I don't know what I'd do without the gospel and the hymns of the church. They save me from doing so many foolish things and keep me from turning into a self pity-laden excuse of a person. One thing I've come to realize more than ever from this experience of being, as far as I know, the only LDS person for miles and miles around, is that the gospel really is for all aspects of our life. The Lord cares about everything we do and think and are, and His gospel affects every aspect of our lives, because every aspect of our lives affect our spirituality and our ability to return to Him.

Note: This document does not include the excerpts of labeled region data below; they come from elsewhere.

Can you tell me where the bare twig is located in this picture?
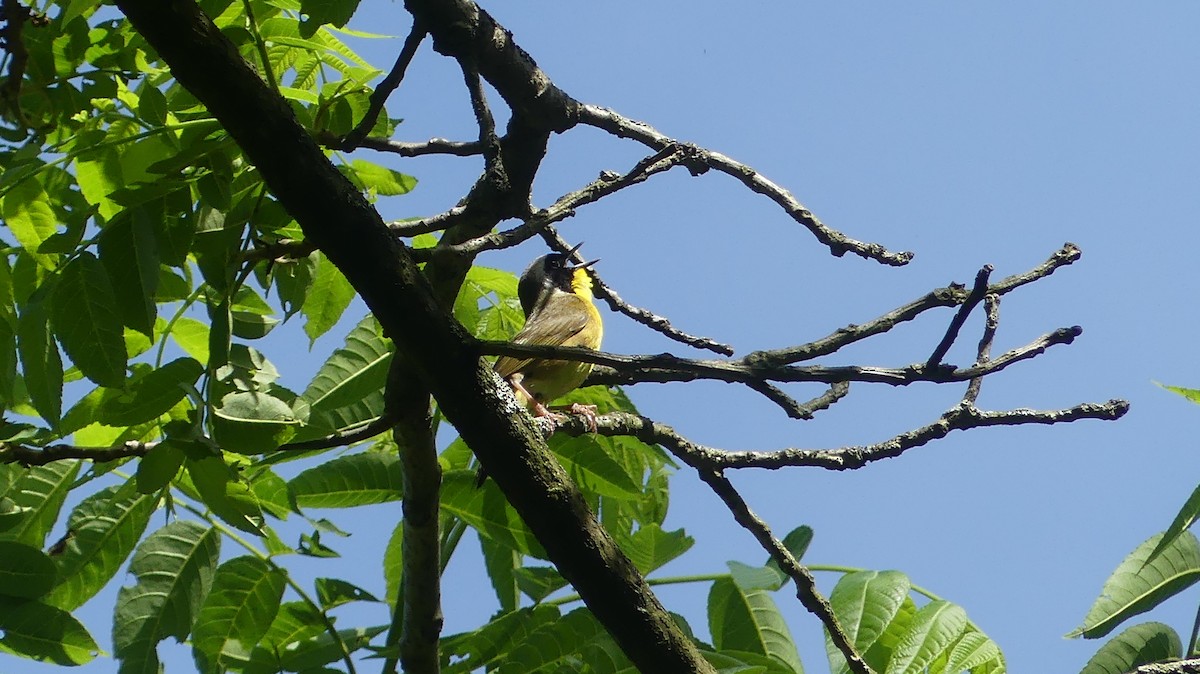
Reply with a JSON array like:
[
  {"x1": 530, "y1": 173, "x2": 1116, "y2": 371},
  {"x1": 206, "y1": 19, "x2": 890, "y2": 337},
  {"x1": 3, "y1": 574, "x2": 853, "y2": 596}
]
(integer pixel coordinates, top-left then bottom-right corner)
[
  {"x1": 388, "y1": 206, "x2": 467, "y2": 237},
  {"x1": 241, "y1": 239, "x2": 317, "y2": 265},
  {"x1": 962, "y1": 295, "x2": 1000, "y2": 404},
  {"x1": 698, "y1": 468, "x2": 871, "y2": 674},
  {"x1": 925, "y1": 265, "x2": 991, "y2": 367},
  {"x1": 745, "y1": 243, "x2": 1080, "y2": 366},
  {"x1": 1130, "y1": 658, "x2": 1200, "y2": 674},
  {"x1": 0, "y1": 440, "x2": 158, "y2": 465},
  {"x1": 341, "y1": 20, "x2": 428, "y2": 150},
  {"x1": 478, "y1": 326, "x2": 1082, "y2": 386},
  {"x1": 580, "y1": 104, "x2": 912, "y2": 266},
  {"x1": 352, "y1": 137, "x2": 484, "y2": 157},
  {"x1": 460, "y1": 60, "x2": 505, "y2": 175},
  {"x1": 275, "y1": 414, "x2": 396, "y2": 452}
]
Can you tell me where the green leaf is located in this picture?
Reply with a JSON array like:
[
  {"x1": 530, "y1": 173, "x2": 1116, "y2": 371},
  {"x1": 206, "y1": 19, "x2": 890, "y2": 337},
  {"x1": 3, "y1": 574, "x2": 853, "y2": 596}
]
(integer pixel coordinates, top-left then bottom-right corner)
[
  {"x1": 479, "y1": 536, "x2": 520, "y2": 613},
  {"x1": 383, "y1": 519, "x2": 404, "y2": 606},
  {"x1": 708, "y1": 578, "x2": 804, "y2": 672},
  {"x1": 826, "y1": 571, "x2": 912, "y2": 672},
  {"x1": 98, "y1": 209, "x2": 158, "y2": 338},
  {"x1": 300, "y1": 0, "x2": 359, "y2": 36},
  {"x1": 17, "y1": 297, "x2": 62, "y2": 426},
  {"x1": 344, "y1": 160, "x2": 416, "y2": 197},
  {"x1": 1146, "y1": 485, "x2": 1200, "y2": 564},
  {"x1": 725, "y1": 561, "x2": 787, "y2": 592},
  {"x1": 622, "y1": 524, "x2": 696, "y2": 576},
  {"x1": 96, "y1": 357, "x2": 204, "y2": 426},
  {"x1": 0, "y1": 459, "x2": 80, "y2": 548},
  {"x1": 137, "y1": 439, "x2": 185, "y2": 494},
  {"x1": 247, "y1": 626, "x2": 388, "y2": 673},
  {"x1": 496, "y1": 608, "x2": 629, "y2": 674},
  {"x1": 767, "y1": 524, "x2": 812, "y2": 583},
  {"x1": 314, "y1": 578, "x2": 379, "y2": 610},
  {"x1": 300, "y1": 255, "x2": 354, "y2": 345},
  {"x1": 184, "y1": 456, "x2": 263, "y2": 535},
  {"x1": 49, "y1": 252, "x2": 125, "y2": 387},
  {"x1": 288, "y1": 452, "x2": 403, "y2": 507},
  {"x1": 0, "y1": 540, "x2": 56, "y2": 600},
  {"x1": 212, "y1": 391, "x2": 300, "y2": 455},
  {"x1": 550, "y1": 435, "x2": 641, "y2": 499},
  {"x1": 1067, "y1": 531, "x2": 1200, "y2": 639},
  {"x1": 300, "y1": 314, "x2": 391, "y2": 414},
  {"x1": 440, "y1": 604, "x2": 559, "y2": 674},
  {"x1": 0, "y1": 176, "x2": 59, "y2": 270},
  {"x1": 0, "y1": 597, "x2": 100, "y2": 667},
  {"x1": 943, "y1": 625, "x2": 1007, "y2": 673},
  {"x1": 1080, "y1": 622, "x2": 1183, "y2": 674},
  {"x1": 512, "y1": 566, "x2": 566, "y2": 602},
  {"x1": 442, "y1": 470, "x2": 546, "y2": 559},
  {"x1": 1156, "y1": 381, "x2": 1200, "y2": 404},
  {"x1": 192, "y1": 556, "x2": 287, "y2": 673},
  {"x1": 113, "y1": 520, "x2": 221, "y2": 674},
  {"x1": 138, "y1": 83, "x2": 167, "y2": 126},
  {"x1": 238, "y1": 602, "x2": 325, "y2": 674},
  {"x1": 170, "y1": 317, "x2": 209, "y2": 363},
  {"x1": 46, "y1": 482, "x2": 157, "y2": 610},
  {"x1": 888, "y1": 600, "x2": 967, "y2": 674}
]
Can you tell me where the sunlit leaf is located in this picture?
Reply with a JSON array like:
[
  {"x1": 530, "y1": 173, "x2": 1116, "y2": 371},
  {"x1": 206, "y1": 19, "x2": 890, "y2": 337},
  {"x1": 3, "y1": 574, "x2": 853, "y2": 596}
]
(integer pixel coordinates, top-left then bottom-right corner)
[
  {"x1": 49, "y1": 252, "x2": 126, "y2": 386},
  {"x1": 212, "y1": 391, "x2": 300, "y2": 453},
  {"x1": 98, "y1": 209, "x2": 161, "y2": 337},
  {"x1": 17, "y1": 297, "x2": 62, "y2": 425},
  {"x1": 622, "y1": 524, "x2": 696, "y2": 574},
  {"x1": 96, "y1": 357, "x2": 204, "y2": 426},
  {"x1": 1080, "y1": 622, "x2": 1183, "y2": 674},
  {"x1": 192, "y1": 556, "x2": 286, "y2": 672},
  {"x1": 708, "y1": 570, "x2": 804, "y2": 672},
  {"x1": 887, "y1": 601, "x2": 967, "y2": 674},
  {"x1": 0, "y1": 597, "x2": 100, "y2": 667},
  {"x1": 300, "y1": 255, "x2": 354, "y2": 344},
  {"x1": 442, "y1": 470, "x2": 546, "y2": 559},
  {"x1": 113, "y1": 520, "x2": 221, "y2": 674},
  {"x1": 826, "y1": 571, "x2": 912, "y2": 672},
  {"x1": 288, "y1": 452, "x2": 403, "y2": 507},
  {"x1": 1067, "y1": 531, "x2": 1200, "y2": 639},
  {"x1": 0, "y1": 177, "x2": 59, "y2": 269},
  {"x1": 0, "y1": 461, "x2": 79, "y2": 548},
  {"x1": 0, "y1": 540, "x2": 58, "y2": 598},
  {"x1": 44, "y1": 483, "x2": 157, "y2": 610}
]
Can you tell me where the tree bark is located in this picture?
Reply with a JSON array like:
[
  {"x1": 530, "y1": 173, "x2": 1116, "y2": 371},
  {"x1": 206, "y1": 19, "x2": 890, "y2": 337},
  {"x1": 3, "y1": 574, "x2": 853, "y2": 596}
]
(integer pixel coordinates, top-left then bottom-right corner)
[{"x1": 116, "y1": 0, "x2": 713, "y2": 673}]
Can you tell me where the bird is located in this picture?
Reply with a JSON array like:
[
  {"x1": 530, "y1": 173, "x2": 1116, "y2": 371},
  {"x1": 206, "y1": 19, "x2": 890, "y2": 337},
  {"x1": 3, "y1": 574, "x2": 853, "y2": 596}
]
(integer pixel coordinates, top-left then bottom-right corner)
[{"x1": 494, "y1": 243, "x2": 604, "y2": 431}]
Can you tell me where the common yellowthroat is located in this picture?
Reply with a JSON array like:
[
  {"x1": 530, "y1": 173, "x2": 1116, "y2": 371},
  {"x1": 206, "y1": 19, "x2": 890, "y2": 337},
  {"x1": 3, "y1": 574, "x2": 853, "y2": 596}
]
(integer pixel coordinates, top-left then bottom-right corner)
[{"x1": 496, "y1": 243, "x2": 604, "y2": 429}]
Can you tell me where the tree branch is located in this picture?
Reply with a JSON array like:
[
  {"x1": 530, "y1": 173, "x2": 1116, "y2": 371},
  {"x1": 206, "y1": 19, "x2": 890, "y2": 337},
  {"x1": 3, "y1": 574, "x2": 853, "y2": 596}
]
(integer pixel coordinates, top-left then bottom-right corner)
[
  {"x1": 341, "y1": 22, "x2": 428, "y2": 150},
  {"x1": 580, "y1": 104, "x2": 912, "y2": 266},
  {"x1": 116, "y1": 0, "x2": 713, "y2": 672},
  {"x1": 698, "y1": 469, "x2": 872, "y2": 674},
  {"x1": 0, "y1": 440, "x2": 158, "y2": 465}
]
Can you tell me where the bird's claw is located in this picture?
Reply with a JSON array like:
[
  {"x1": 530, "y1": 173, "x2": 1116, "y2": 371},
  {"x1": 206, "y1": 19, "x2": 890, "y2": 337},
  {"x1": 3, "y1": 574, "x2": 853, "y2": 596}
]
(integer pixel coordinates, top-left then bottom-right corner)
[{"x1": 568, "y1": 403, "x2": 596, "y2": 433}]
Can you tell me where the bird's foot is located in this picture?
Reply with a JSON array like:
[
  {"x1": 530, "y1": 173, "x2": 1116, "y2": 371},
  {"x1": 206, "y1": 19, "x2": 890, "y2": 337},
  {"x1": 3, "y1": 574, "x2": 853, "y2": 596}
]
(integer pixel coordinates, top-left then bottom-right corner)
[
  {"x1": 533, "y1": 403, "x2": 566, "y2": 433},
  {"x1": 566, "y1": 403, "x2": 598, "y2": 433}
]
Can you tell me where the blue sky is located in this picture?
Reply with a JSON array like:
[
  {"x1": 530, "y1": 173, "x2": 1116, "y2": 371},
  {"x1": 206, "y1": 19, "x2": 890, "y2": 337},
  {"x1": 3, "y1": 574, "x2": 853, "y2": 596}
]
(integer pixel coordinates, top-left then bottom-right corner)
[{"x1": 14, "y1": 0, "x2": 1200, "y2": 672}]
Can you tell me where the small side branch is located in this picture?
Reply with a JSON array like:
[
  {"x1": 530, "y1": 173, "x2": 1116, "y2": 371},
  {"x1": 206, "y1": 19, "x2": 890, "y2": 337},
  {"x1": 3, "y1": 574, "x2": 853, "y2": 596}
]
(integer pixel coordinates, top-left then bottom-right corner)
[
  {"x1": 580, "y1": 104, "x2": 913, "y2": 266},
  {"x1": 698, "y1": 469, "x2": 871, "y2": 674},
  {"x1": 962, "y1": 295, "x2": 1000, "y2": 404},
  {"x1": 925, "y1": 265, "x2": 991, "y2": 367},
  {"x1": 745, "y1": 243, "x2": 1081, "y2": 366},
  {"x1": 276, "y1": 414, "x2": 396, "y2": 452},
  {"x1": 0, "y1": 440, "x2": 158, "y2": 465},
  {"x1": 341, "y1": 20, "x2": 428, "y2": 150}
]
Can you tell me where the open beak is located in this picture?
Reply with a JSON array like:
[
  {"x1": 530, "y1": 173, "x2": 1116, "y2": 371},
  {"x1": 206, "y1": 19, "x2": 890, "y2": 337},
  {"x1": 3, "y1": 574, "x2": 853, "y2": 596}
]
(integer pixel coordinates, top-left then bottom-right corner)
[{"x1": 566, "y1": 241, "x2": 600, "y2": 269}]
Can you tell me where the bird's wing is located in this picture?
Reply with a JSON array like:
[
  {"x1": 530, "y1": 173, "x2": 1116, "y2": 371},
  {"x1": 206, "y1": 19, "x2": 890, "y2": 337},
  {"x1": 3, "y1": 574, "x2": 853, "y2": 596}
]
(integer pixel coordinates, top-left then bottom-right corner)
[{"x1": 496, "y1": 295, "x2": 588, "y2": 378}]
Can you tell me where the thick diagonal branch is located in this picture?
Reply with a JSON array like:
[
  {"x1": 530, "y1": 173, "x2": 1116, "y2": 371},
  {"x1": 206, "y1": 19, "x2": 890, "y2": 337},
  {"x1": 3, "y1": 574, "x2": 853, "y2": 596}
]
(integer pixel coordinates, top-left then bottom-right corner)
[{"x1": 110, "y1": 0, "x2": 712, "y2": 672}]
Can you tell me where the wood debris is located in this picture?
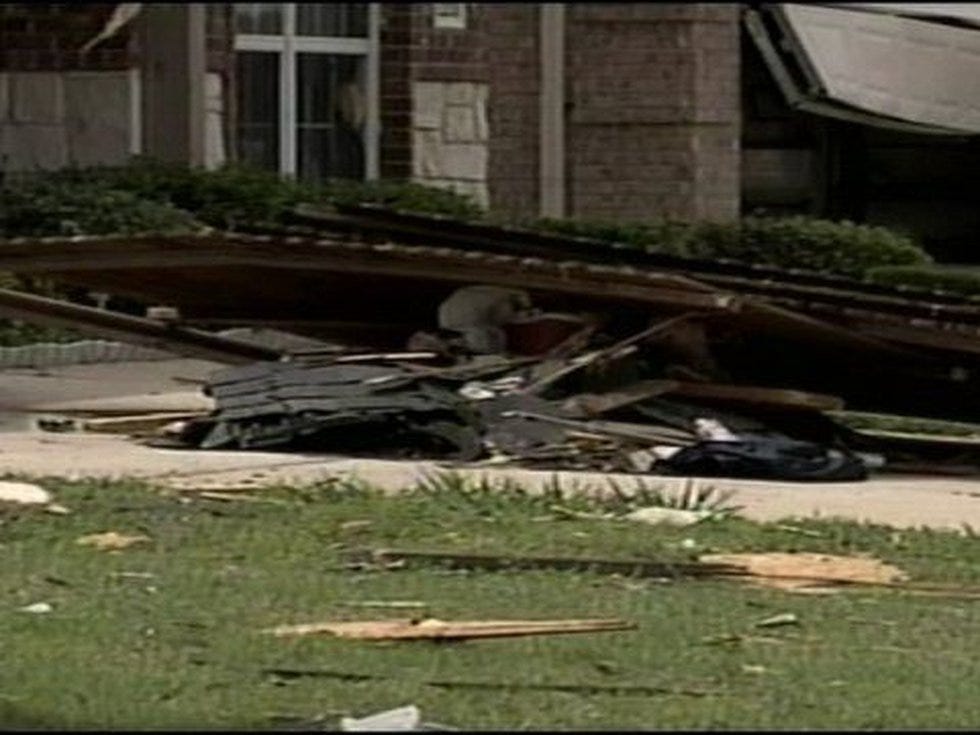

Consequently, wearing my one-piece bathing suit to the beach affects my spirituality by showing the Lord and myself that I am grateful for and respect this gift of a body that He has given me. Keeping myself sexually clean does the same thing, only more so. Choosing not to swear shows respect for the Lord and also that I have enough intelligence to express myself without resorting to gutter language. Choosing to refrain from drinking alcohol shows the Lord that I appreciate my gift of agency and I'm not willing to give it up just to get a high off of ethanol. Reading my scriptures shows the Lord that I recognize the need to actively fill my mind with goodness, since I am passively absorbing so much junk from my surroundings constantly just by living in a fallen world.
It's taught me a lot. And I can say unequivocally that the biggest thing I've missed the last three weeks is the fellowship of the Church, the privilege of taking the sacrament, and feeling the strength that comes from congregating with others intent on worshiping the Lord. I can't wait to go home to that.